Reno, Nevada has not been known as a city that caters to bike riders. In an effort to turn that around, a group of residents made a few changes to make the city more livable, which led Reno to receiving the American League of Bicyclists’ “Bicycle Friendly Community” Bronze status – a pretty big turnaround in just 5 years.

The effort was started by the Reno Bike Project, a group of 20-somethings determined to win over city leaders who have the power to reshape city streets.

According to Jeff Mitchell, the project’s program manager, there’s been a “large amount of flight” out of Reno, with residents leaving to live in Portland, San Francisco, Seattle, and New York. “There are a lot of people from Reno doing a lot of cool stuff that doesn’t benefit Reno,” he says, “because they’re doing it somewhere else.”

A lot of this was due to investments in housing developments around the outskirts, which turned the once tight-knit community into a sprawled-out metropolis with limited access to transportation or bike-friendly roads to get around. Combine that with the booming economy of the mid 2000s, and it was not a suitable area for high school and college grads looking to get on their feet. Campbell says most of his classmates moved elsewhere after graduation.

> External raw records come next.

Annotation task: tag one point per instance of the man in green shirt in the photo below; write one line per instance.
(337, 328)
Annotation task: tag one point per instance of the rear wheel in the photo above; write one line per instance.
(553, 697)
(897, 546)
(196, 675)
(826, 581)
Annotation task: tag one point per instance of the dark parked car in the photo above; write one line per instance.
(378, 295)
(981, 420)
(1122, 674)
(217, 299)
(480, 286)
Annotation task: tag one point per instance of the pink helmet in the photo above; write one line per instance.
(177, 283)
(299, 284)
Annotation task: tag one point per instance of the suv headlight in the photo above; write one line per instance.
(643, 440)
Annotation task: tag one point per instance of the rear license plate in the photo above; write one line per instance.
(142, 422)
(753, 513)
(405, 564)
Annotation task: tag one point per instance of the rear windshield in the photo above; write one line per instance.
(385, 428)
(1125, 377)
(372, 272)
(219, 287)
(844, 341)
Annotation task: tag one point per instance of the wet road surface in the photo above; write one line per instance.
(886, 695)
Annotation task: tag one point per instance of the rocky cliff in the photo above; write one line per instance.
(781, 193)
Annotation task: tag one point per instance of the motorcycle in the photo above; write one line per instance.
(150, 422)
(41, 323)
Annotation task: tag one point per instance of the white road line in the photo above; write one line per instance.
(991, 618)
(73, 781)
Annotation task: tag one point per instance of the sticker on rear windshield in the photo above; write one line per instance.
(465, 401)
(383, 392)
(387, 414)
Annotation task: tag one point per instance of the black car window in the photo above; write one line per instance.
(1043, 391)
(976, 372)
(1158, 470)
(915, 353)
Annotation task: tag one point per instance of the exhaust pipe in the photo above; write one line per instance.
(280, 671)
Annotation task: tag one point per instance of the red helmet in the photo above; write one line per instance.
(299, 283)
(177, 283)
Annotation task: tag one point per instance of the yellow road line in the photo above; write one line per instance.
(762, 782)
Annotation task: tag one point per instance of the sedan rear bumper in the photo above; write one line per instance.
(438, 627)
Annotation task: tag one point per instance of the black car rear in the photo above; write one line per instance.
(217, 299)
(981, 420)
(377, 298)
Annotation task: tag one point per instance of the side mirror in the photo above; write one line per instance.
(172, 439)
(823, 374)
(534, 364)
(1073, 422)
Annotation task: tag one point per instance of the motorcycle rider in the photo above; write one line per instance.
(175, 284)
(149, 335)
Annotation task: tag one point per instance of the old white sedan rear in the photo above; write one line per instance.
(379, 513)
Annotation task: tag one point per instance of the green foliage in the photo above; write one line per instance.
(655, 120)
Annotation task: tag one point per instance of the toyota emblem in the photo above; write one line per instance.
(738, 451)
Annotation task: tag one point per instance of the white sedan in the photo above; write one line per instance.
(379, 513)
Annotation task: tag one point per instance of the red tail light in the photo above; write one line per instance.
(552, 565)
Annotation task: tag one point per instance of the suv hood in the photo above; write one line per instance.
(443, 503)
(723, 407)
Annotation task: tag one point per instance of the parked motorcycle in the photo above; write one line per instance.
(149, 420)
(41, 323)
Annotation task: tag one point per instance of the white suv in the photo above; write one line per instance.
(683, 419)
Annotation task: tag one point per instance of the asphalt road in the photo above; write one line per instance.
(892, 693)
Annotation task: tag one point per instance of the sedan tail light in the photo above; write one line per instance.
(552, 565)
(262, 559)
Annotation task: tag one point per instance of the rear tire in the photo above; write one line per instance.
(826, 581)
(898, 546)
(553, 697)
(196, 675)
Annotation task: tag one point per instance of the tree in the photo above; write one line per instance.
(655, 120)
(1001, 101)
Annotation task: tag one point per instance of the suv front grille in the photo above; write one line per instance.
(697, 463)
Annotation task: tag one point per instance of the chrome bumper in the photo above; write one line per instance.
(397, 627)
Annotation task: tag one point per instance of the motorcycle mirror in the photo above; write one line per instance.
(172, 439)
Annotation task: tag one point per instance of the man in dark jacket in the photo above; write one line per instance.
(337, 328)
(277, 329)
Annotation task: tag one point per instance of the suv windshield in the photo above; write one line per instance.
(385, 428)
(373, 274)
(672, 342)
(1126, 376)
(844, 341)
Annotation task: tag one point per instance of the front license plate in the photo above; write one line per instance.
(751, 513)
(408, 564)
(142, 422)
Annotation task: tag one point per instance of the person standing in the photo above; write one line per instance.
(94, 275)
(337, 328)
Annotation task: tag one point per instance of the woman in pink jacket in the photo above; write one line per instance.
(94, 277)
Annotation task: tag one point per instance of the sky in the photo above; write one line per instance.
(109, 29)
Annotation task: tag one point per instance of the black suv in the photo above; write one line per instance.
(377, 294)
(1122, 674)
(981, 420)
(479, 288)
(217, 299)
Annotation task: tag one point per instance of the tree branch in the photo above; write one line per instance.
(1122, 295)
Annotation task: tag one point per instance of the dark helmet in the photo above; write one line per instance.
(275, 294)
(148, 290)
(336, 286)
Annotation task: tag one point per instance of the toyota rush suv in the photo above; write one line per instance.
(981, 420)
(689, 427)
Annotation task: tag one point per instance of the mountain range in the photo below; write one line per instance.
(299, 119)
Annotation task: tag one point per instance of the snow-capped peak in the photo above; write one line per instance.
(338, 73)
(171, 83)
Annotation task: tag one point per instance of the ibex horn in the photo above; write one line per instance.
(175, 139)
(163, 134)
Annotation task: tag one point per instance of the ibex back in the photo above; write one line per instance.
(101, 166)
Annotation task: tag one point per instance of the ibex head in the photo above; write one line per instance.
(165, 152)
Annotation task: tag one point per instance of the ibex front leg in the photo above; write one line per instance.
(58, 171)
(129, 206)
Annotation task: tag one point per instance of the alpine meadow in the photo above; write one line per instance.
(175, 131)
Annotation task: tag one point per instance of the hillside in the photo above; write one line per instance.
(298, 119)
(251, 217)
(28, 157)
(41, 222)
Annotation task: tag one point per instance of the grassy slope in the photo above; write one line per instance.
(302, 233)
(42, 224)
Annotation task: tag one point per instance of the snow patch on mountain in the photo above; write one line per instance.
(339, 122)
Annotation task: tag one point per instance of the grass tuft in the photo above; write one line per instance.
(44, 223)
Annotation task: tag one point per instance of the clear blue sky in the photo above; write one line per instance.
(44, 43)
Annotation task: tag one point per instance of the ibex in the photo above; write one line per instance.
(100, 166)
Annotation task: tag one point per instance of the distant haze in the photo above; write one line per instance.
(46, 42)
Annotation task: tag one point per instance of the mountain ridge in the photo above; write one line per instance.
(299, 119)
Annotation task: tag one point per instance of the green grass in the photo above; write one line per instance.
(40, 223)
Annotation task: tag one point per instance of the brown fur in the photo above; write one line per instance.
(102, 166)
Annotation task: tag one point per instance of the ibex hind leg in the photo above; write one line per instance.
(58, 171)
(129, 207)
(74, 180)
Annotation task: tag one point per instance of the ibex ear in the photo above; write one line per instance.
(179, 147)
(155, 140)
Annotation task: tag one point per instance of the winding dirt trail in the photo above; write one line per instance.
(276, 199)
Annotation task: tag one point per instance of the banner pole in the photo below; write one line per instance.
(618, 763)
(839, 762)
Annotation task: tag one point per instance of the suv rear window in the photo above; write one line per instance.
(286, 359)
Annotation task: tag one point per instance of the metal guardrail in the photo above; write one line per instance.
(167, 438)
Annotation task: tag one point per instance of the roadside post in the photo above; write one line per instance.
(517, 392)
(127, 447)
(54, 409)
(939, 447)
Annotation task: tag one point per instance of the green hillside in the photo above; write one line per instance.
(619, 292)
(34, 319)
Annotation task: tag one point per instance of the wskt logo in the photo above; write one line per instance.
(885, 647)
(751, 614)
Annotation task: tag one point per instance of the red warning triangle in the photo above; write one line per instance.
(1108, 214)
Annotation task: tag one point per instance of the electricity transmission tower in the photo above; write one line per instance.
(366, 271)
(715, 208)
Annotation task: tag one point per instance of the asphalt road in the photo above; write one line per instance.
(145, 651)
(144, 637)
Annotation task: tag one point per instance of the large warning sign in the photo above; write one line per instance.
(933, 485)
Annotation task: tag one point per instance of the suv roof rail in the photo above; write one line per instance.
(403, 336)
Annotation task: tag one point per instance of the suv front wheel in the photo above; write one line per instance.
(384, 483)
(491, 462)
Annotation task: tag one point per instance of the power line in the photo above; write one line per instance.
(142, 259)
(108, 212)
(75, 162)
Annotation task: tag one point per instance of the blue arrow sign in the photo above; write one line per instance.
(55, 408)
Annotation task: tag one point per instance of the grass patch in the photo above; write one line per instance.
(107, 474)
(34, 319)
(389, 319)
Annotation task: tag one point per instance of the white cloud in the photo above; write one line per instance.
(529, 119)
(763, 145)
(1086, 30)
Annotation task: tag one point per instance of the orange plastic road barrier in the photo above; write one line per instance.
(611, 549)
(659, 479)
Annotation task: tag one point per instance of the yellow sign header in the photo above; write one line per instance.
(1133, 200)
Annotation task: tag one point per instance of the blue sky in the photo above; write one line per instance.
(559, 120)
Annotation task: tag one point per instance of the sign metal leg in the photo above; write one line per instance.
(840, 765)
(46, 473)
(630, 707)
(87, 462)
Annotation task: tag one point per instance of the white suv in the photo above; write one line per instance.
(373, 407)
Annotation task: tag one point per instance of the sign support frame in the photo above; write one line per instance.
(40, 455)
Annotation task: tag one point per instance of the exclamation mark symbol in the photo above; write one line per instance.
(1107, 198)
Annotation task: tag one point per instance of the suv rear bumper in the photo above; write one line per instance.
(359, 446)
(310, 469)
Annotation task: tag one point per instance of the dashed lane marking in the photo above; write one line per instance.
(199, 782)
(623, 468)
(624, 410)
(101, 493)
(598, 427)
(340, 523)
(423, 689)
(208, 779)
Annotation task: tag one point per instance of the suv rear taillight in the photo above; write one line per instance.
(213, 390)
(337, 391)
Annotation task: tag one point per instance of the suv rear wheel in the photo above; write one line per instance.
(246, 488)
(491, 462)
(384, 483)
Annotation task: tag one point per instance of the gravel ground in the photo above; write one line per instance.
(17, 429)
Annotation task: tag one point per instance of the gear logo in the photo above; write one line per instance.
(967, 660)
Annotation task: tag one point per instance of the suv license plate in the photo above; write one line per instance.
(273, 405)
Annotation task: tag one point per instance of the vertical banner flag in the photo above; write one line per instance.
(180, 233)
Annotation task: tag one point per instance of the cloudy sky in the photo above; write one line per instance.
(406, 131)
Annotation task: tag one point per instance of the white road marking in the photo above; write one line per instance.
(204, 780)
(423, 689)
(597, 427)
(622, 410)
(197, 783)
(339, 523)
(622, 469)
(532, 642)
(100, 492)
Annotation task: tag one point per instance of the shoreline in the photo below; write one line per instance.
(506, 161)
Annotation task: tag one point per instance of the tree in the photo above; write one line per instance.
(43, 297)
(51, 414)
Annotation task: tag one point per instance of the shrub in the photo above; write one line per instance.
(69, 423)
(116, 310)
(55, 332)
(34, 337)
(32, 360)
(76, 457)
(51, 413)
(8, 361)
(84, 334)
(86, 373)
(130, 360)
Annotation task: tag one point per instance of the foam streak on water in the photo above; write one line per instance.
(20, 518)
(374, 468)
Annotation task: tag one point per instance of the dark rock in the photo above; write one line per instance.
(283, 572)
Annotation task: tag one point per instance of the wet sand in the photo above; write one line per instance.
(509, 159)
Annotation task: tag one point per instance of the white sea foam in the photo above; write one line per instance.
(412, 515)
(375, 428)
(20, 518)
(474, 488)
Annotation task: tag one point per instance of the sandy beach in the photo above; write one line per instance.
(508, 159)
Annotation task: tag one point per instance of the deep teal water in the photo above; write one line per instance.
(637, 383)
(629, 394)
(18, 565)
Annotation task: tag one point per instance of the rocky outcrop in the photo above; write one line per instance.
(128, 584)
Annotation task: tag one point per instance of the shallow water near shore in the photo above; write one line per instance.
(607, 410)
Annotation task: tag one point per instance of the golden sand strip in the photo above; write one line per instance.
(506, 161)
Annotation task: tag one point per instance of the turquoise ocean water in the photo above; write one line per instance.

Noah Silverman and Kyle Kozar, the project founders, also loved riding bikes in Reno and didn’t want to be forced to leave because of this situation. They decided to stay and fight for change instead, gaining support from a few influential local figures who realized that investing in projects like these would help Reno survive the current economic state. They started with bicycle donation drives, then a nonprofit repair shop, and eventually found themselves working in bike advocacy.

The overall response to this was extraordinarily positive, and in just five years, systematic changes were made throughout the city – enough to make it “Bronze”-worthy in the eyes of the American League of Bicyclists. It sounds like a lot of American cities – my hometown of Detroit included – could learn quite a bit from the Reno Bike Project.

What’s the biking situation like where you live? Could your city stand to learn a thing or two from these kids in Reno?